After the funeral the pork roast was way past code but I saved the two bags of sauerkraut. Their expiration dates were way in 2020. Disturbing. My PS (Purchases Sauerkraut/ hubby) said that’s normal. It’s pickled so it lasts longer. Hm. Makes sense I guess.
I had roasted, shredded and frozen some pork shoulder a couple of months ago so I was ready to make some soup! It would be a dump soup. More on that later. I should note here that in my pictures and directions the recipe was doubled to use up both of the bags of sauerkraut. The recipe listed below is a single recipe.
I added oil to my soup pot and fried some diced onion until it was tender. I’d salted it liberally.
Then I began dumping. Drain the sauerkraut and add it to the pot.
You could use any vegetables you wish: fresh, frozen or canned. My first choice was a half a bag of frozen peas I wanted to use up. I had about a cup of peas in the freezer. You could use more if you wish.

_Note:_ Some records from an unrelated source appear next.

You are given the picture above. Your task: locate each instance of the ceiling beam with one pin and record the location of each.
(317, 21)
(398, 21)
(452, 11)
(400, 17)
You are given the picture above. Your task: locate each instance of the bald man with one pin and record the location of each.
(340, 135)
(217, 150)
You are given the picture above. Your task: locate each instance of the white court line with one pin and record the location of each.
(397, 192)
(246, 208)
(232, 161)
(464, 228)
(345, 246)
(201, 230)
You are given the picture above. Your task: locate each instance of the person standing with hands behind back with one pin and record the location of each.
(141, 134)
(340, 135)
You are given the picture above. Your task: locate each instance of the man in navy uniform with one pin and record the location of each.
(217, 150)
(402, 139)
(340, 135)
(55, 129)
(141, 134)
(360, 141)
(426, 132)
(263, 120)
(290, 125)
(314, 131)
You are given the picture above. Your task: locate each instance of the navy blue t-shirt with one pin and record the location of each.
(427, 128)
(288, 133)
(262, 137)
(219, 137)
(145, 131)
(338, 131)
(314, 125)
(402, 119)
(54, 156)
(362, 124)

Next came a can of whole kernel corn. I had frozen corn as well but again I wanted to start using up my stash of canned corn. I used one can, again use more if you like.

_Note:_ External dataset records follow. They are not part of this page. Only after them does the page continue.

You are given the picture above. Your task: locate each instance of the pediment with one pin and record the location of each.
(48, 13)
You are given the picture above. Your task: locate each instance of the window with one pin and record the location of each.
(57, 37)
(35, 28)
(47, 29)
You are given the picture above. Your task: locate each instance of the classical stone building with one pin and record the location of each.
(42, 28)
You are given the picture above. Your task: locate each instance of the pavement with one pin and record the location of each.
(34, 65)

I dumped the thawed shredded pork, about 3 cups worth, into the pot. Later I wished I’d chopped it into more bite-sized pieces. I’ll note the recipe below on that.

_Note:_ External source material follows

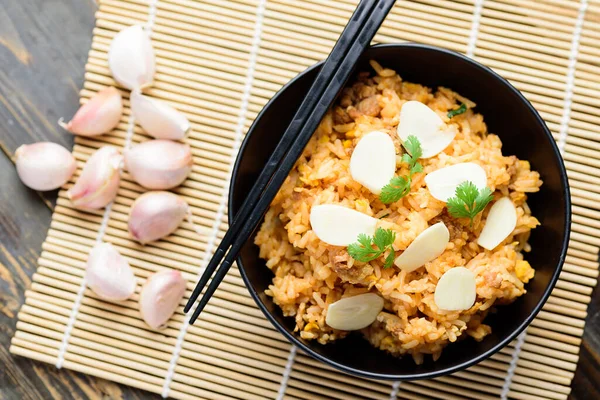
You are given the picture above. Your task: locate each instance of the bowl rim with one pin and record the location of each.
(486, 354)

I dumped in 2 cans of tomato sauce, 2 cups of beef broth and 2 cups of some corn stock I’d made last fall. You could add more beef broth instead. You could use different broths, but add about 4 cups total. I stirred well.
I let the soup come to a gentle bubble on medium high heat, which took about 20 minutes, then reduced the temp to low and let it simmer for an hour.
I stirred it occasionally and sampled the broth for seasoning. It was perfect! I added some black pepper at the end but the flavors were great without any further seasoning. The sauerkraut added a good kick of acid to make the soup interesting.
We had my soup for supper and both loved it. It’s fairly low carb as I didn’t add potatoes, rice or pasta to the soup. It was so full of vegetables and pork that you didn’t miss a starchy filler.
I think Dad would have loved this version of his soup. My automatic reaction was to put servings in small containers and freeze them to give him on my next visit. It’s going to take more time to adjust to Dad being gone. I did freeze some servings for future lunches since it was a large pot of soup for the two of us to eat.
Sauerkraut and Shredded Pork Shoulder Soup
A fun and fast low carb soup with flavors that snap!
- 1 medium onion; diced
- 2 tablespoons oil
- 1 teaspoon salt
- 1 cup peas
- 1 can corn
- 2 lbs (32 oz) sauerkraut
- 2 cups shredded pork
- 15 oz cans tomato sauce
- 1 cup beef broth
- 1 cup corn broth
Dump peas and corn into pot.
Drain sauerkraut and dump in pot.
Dump in can of tomato sauce and 2 cups of broth. You could substitute your broths of choice.
Chop shredded pork into bite-sized pieces then dump in soup pot and stir well.
Bring to a bubble and reduce heat to low. Simmer for one hour, sitrring occasionally.
Taste test for seasoning. adding salt and pepper to taste.